One of the things I love doing is taking ideas from one discipline or arena of thought and transplanting them in another. Sometimes it’s too easy… accompany if you will into the business realm and the ideas concerning customers and the company orientation toward them. Don’t worry, I won’t have to reinterpret much, if anything — this is good stuff.

So a post by Christopher Carfi put me onto another by Fred Wilson… both fill out the picture — start with Wilson and move onto Carfi. But notice this:

“We” companies are built by and for a community of users. Everything (including profits) flows from this core value of serving the users.
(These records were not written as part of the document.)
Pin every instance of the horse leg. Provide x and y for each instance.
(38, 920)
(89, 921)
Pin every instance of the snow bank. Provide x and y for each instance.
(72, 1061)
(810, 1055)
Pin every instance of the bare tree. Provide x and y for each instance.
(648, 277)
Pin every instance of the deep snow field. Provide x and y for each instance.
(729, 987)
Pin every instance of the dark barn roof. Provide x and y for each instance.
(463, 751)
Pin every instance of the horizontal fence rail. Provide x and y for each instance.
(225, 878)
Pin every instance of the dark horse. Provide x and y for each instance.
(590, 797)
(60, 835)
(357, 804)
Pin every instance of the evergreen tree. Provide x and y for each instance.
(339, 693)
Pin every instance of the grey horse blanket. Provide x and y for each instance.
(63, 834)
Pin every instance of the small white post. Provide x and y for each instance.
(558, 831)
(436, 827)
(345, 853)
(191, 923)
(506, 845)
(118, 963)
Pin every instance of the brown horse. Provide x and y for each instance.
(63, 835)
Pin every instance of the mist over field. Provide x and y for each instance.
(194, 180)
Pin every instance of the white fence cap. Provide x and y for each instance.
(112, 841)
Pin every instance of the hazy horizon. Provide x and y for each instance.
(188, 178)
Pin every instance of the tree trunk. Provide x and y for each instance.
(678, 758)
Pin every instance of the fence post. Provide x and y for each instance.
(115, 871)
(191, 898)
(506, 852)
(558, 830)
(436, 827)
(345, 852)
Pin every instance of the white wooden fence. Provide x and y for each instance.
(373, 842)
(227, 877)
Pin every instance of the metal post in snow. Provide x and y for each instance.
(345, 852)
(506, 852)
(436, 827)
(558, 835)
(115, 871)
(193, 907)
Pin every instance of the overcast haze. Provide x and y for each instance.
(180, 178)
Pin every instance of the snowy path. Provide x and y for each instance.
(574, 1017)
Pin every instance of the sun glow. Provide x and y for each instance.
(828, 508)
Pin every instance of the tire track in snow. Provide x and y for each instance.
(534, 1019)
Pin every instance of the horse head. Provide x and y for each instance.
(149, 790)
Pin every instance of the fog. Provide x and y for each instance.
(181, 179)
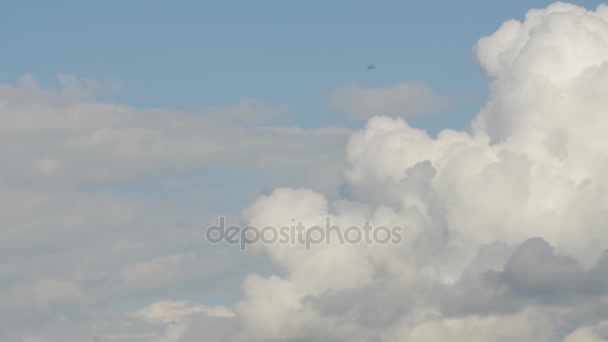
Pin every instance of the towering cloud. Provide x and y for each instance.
(504, 225)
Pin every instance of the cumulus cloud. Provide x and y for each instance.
(94, 219)
(399, 100)
(504, 237)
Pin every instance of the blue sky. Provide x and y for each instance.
(199, 53)
(104, 204)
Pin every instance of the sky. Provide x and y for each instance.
(129, 128)
(201, 53)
We companies and their profitability are incredibly sustainable.

“They” companies are traditional companies that seek to optimize profitability at the expense of everything else. These businsses [sic] are not sustainable and they tend to overreach and ultimately end up in a long and steady decline.
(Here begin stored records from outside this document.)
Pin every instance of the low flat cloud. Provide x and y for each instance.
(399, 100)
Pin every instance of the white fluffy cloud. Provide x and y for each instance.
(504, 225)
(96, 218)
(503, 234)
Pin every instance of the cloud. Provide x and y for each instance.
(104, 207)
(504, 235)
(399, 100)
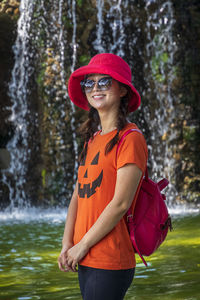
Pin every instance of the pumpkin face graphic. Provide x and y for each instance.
(89, 189)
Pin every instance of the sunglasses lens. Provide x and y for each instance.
(103, 84)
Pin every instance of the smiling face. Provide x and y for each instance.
(108, 99)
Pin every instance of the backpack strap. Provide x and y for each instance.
(129, 214)
(121, 140)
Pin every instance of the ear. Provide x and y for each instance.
(123, 91)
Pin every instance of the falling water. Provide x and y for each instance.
(19, 91)
(158, 68)
(41, 35)
(160, 74)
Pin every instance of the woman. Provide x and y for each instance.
(96, 236)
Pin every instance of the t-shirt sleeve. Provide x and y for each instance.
(133, 150)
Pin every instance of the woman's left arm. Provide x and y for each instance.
(128, 179)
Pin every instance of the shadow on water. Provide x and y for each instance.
(29, 251)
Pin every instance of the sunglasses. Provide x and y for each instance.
(103, 84)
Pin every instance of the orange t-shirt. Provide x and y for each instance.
(96, 180)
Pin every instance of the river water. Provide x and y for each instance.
(30, 244)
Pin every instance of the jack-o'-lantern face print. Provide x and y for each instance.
(89, 189)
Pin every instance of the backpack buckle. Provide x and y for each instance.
(129, 216)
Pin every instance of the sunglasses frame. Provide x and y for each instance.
(103, 87)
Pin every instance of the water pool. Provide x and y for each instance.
(30, 247)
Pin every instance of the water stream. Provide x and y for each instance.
(30, 244)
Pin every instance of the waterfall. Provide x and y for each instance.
(19, 91)
(159, 70)
(40, 51)
(160, 73)
(55, 37)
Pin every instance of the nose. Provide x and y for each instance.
(96, 86)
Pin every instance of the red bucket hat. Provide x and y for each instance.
(105, 63)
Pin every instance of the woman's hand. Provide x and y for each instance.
(75, 254)
(62, 259)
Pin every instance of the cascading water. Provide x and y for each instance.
(52, 40)
(158, 69)
(41, 36)
(16, 176)
(160, 74)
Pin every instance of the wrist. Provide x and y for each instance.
(86, 243)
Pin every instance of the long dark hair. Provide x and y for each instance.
(91, 125)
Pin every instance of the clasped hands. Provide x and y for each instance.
(71, 255)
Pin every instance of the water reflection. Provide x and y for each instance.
(28, 270)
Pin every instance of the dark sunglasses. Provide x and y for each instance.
(103, 84)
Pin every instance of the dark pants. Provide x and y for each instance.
(99, 284)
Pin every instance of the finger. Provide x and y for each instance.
(61, 266)
(74, 267)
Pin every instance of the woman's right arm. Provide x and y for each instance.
(67, 241)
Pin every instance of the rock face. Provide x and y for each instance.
(161, 43)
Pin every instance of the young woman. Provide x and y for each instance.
(96, 236)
Microsoft is the poster child for a “they” company.

Craigs List is the poster child for a “we” company.

Can you see where we’re headed? Do you want to build a “they” church or a “we” church? Oh, but there’s more… I’ve previously applied Metcalfe’s Law to social networks as well, but follow Christopher Carfi there as well. He draws it this way:

Transactions => Conversations => Relationships => Community

He writes, “Grow the community, and it’s possible for all community members to benefit.” In context he’s talking about corporate profit, but substitute the concept of accomplished objectives there. What I’m writing for Wikiklesia is my contention that the community needs to be non-hierarchical in order to function at its best. Craigslist vs. Microsoft. Let the users run the show, and everyone benefits exponentially: don’t leave it up to the few to do everything for the “others.” We, not They.